* Except in Arizona
By Marshall J. Vest
Director, Economic and Business Research Center
Evidence continues to grow that the U.S. economy bottomed out during the second quarter — likely in June, maybe May. In Arizona, economic measures remain on a downward trend, confirming our expectations that the state will lag behind the rest of the country.
Gains in the index of leading economic indicators, better numbers for housing, recovering economies of major trading partners, increases in industrial production, higher production schedules by auto makers, large declines in inventories, rising productivity, widening profit margins, and recovery in capital expenditure plans are evidence that the recession has ended.
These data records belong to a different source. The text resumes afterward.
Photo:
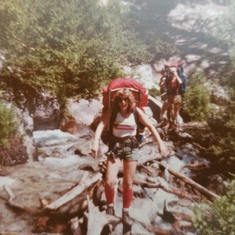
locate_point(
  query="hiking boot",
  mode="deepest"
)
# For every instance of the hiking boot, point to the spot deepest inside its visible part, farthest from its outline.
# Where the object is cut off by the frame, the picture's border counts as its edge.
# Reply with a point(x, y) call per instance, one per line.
point(127, 221)
point(110, 210)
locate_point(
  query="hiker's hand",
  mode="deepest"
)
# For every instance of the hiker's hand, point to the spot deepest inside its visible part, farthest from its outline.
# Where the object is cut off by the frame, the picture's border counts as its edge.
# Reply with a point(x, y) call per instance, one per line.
point(163, 150)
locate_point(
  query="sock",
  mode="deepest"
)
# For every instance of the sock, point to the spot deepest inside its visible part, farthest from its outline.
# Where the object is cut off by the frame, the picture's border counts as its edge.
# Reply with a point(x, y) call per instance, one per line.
point(109, 193)
point(127, 197)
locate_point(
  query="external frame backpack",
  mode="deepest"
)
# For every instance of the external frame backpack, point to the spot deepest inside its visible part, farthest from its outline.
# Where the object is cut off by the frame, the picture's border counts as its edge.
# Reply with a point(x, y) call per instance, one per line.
point(141, 98)
point(180, 71)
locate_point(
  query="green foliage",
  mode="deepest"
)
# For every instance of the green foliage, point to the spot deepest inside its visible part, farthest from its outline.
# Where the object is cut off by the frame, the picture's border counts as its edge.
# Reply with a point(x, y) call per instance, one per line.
point(217, 218)
point(75, 45)
point(196, 99)
point(8, 126)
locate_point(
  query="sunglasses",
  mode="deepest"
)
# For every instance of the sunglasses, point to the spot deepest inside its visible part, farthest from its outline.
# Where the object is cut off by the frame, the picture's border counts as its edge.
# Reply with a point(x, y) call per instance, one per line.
point(120, 100)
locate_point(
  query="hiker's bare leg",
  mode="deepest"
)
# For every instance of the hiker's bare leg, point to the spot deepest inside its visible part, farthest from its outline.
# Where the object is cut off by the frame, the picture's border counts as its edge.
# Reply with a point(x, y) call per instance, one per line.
point(129, 169)
point(112, 169)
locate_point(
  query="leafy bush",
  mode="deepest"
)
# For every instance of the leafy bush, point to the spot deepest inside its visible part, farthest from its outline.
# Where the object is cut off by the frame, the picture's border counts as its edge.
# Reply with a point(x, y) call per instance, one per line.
point(70, 47)
point(196, 99)
point(217, 218)
point(8, 125)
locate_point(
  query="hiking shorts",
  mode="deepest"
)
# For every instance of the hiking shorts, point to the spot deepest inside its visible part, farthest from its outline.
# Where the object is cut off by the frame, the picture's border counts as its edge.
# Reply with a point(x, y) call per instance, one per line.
point(124, 151)
point(175, 99)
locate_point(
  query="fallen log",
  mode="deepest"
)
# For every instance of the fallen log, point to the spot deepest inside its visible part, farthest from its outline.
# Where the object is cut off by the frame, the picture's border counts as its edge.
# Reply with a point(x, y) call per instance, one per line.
point(69, 196)
point(98, 220)
point(168, 190)
point(210, 195)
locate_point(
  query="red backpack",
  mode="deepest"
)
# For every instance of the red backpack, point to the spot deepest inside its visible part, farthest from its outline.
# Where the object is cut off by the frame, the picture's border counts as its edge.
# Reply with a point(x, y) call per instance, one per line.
point(139, 91)
point(141, 98)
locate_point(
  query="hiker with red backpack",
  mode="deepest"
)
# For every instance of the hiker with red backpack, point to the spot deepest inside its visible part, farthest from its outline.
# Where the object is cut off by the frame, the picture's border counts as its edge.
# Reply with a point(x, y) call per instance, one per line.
point(123, 147)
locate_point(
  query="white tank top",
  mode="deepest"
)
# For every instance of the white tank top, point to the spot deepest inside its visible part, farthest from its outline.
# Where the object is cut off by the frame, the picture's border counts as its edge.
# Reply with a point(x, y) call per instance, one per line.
point(123, 127)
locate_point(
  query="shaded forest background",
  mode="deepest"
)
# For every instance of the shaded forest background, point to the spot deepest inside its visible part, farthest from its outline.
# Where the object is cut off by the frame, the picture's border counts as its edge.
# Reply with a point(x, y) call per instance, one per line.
point(73, 47)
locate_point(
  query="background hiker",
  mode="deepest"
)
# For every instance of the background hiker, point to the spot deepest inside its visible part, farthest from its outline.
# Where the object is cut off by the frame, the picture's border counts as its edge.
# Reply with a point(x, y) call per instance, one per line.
point(174, 98)
point(123, 147)
point(163, 94)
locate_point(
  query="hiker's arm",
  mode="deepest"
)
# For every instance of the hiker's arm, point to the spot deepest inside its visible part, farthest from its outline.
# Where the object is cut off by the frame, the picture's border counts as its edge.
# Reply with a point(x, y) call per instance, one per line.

Consensus forecasts now call for a sluggish recovery due to still-tight credit markets and sluggish consumer spending. Budget restraints by state and local governments and an emptying of the non-residential construction pipeline also will retard growth in the near term. It will probably be 2011 or 2012 before robust growth resumes.
Recent Evidence for Arizona
Aggregate bellwether measures show that Arizona’s economy remains in recession, but that a bottom is beginning to form. July nonfarm employment declined at a seasonally adjusted annual rate of 7.7%. Compared to year-earlier readings, those losses are worse than in any other state. But the declines are not as large as six months ago, when employment was plunging at nearly a 10% annual rate.
Sales data also are beginning to stabilize. Retail sales, which were declining at a 20% annual rate last winter, declined at a much more subdued 5.3% rate in June. “Cash for Clunkers” deserves partial credit. Better yet, restaurant and bars sales have bottomed out and actually registered a small 1.5% increase in June.
Housing markets also are showing signs of improvement. Although foreclosures remain high, inventories of housing for sale are falling and prices are beginning to stabilize. In July, MLS listings in metro Phoenix fell to 36,000 compared to 58,000 18 months ago. With the number of sales now running at a 90,000-plus annual rate, the supply would be exhausted in only 4.5 months. Although a four-to-five month supply is considered “norm
al,” housing markets are still far from normal. Roughly half of recent sales were foreclosed properties or “short sales,” mortgage financing remains tight — especially for jumbo loans — and migration flows remain depressed.
Although it’s too soon to expect much of a rebound in homebuilding, we could see permit activity pick up from very depressed levels in coming months.
We now expect losses in nonfarm employment to continue to moderate and hiring to stabilize by the middle of next year. However, it likely will be well into 2013 before employment returns to its peak 2007 level. Real retail sales will bottom out earlier, likely this summer, but it too will be 2013 before the prior peak is attained. For homebuilding, we could see an uptick in the next few months because the inventory of new homes is very low. But the numbers will remain at very depressed levels until 2011.
We’ve lowered our long-term projections, but Arizona’s growth is expected to continue at a rapid pace. In our annual update of our 30-year projections, we show Arizona’s population reaching 12.5 million in the year 2039. That’s nearly a million-and-a-half lower than last year’s projections. Even so, nearly six million more people will call Arizona home in 2039 than live here today. By nearly doubling, Arizona may well become the seventh largest state in the U.S., trailing only California, Texas, Florida, New York, Illinois, and Pennsylvania.
We can only guess what Arizona will be like 30 years into the future, but it’s clear that a great deal of change lies ahead. Much remains to be determined. Will Arizona be a leader in the industries of the future, or become an economic backwater for corporate America? Will Arizona continue to be marketed as the low-cost leader? Will it become an exclusive place to live or be the Ellis Island of the Southwest? Only time will tell.